The vocabulary component is based on the Latin stems and lists of Nonfiction Words made from the stems as well as lists of Advanced Words and Classic Words.  There are Caesar’s Analogies, Caesar’s Synonyms, and Caesar’s Antonyms.  And there is Caesar’s Word Search. Vocabulary is loaded into all the activities and there are new vocabulary terms added to the stem lessons: five new words in each lesson. (Quoted from website description of Caesar's English I)
The poetry books are truly beautiful and like none I've ever seen.  The writing is two color with black and white images.  Students are taught in increasing detail about the elements of poems, including patterns of sound, meter, stanza, figures of speech, poetic techniques, and meaning.  Thompson also shows how poetry is crafted.  Sample poetry is included in each level from such poets as Emily Dickinson, Robert Burns, William Shakespeare, Thomas Hardy, John Keats, William Wordsworth, Ralph Waldo Emerson, Lewis Carroll, TS Eliot, William Blake, Alfred Lord Tennyson, Robet Louis Stevenson, Edward Lear, Walt Whitman, Lord Byron, Robert Frost, Christina Rosetti, Edgar Allen Poe, W B Yeats, Samuel Taylor Coleridge, and Henry Longfellow.

As noted above, we have not used the literature component of MCT.  However, you can read more about it here.

Overall, I think Michael Clay Thompson's Language Arts program is wonderful!  Riley is able to use it fairly independently and has learned a great deal.  She actually enjoys it and I see her making connections from her language arts study to other academic areas on a regular basis.  Because each language arts component has a different book, scheduling can be a bit confusing for first time users.  However, I highly recommend the Yahoo Group for support and suggested schedules as well as this slide presentation on the elementary tier (first three years) of MCT.  I do not have any experience with the upper three levels of MCT so I'm not at liberty to comment on them.


  1. Thank you for this! How do you connect with the yahoo group for MCT?

  2. You're welcome Heidi. Go to Yahoo Groups and search for MCTLA.


  3. Hi Melissa, Do you still use MCT? I am thinking of using Grammar Island this fall and am wondering what your thoughts are now after having used two levels.


  4. Hey Rebecca,

    I loved MCT Town level when we used it. Our dd used it pretty independently in 5th grade. I was planning to use the Voyage level with her in 6th grade, but at the last minute decided against it because I thought the writing made a huge leap (like more appropriate for high school). We use Charlotte Mason's methods for language arts and I didn't feel MCT was in line with what we were doing at that time. I have since put the Voyage level for sale. However, if it doesn't sell, maybe I would reconsider it now that she's older (rising 8th grader).
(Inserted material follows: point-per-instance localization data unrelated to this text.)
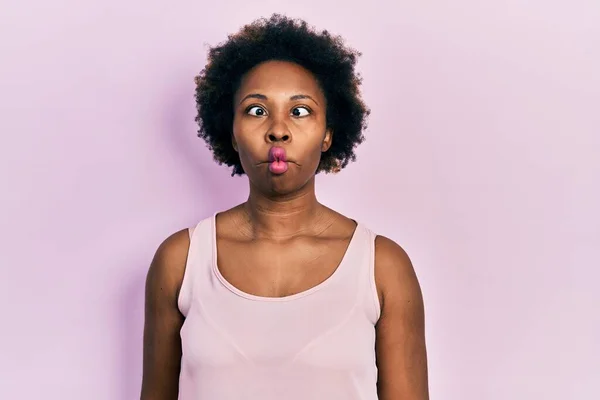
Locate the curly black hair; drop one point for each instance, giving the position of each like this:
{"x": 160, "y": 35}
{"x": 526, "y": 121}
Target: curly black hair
{"x": 284, "y": 39}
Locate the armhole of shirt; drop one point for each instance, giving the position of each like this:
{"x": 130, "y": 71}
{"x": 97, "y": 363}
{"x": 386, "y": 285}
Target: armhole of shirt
{"x": 184, "y": 299}
{"x": 376, "y": 306}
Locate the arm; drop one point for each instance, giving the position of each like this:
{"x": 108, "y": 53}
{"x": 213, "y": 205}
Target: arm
{"x": 400, "y": 340}
{"x": 163, "y": 321}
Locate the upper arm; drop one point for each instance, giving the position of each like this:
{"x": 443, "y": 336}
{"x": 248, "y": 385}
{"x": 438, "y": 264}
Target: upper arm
{"x": 163, "y": 321}
{"x": 400, "y": 340}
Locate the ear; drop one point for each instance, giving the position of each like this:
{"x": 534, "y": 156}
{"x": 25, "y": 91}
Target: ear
{"x": 234, "y": 143}
{"x": 327, "y": 140}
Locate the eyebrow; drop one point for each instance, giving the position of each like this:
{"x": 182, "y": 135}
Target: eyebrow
{"x": 263, "y": 97}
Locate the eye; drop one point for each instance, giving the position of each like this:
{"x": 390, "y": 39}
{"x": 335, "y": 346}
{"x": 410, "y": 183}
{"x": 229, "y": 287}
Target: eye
{"x": 257, "y": 111}
{"x": 300, "y": 111}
    Again, I think it's a wonderful program. I actually heard Michael Clay Thompson speak last year at the GHC in Ohio and I love what he's done with poetry. I have even thought about piecing it out to use parts of it.

    One thing to keep in mind is that MCT was written for gifted and talented students so you don't necessarily need to align their grade level with your child's if that makes sense. I would assign rather by maturity and skill level.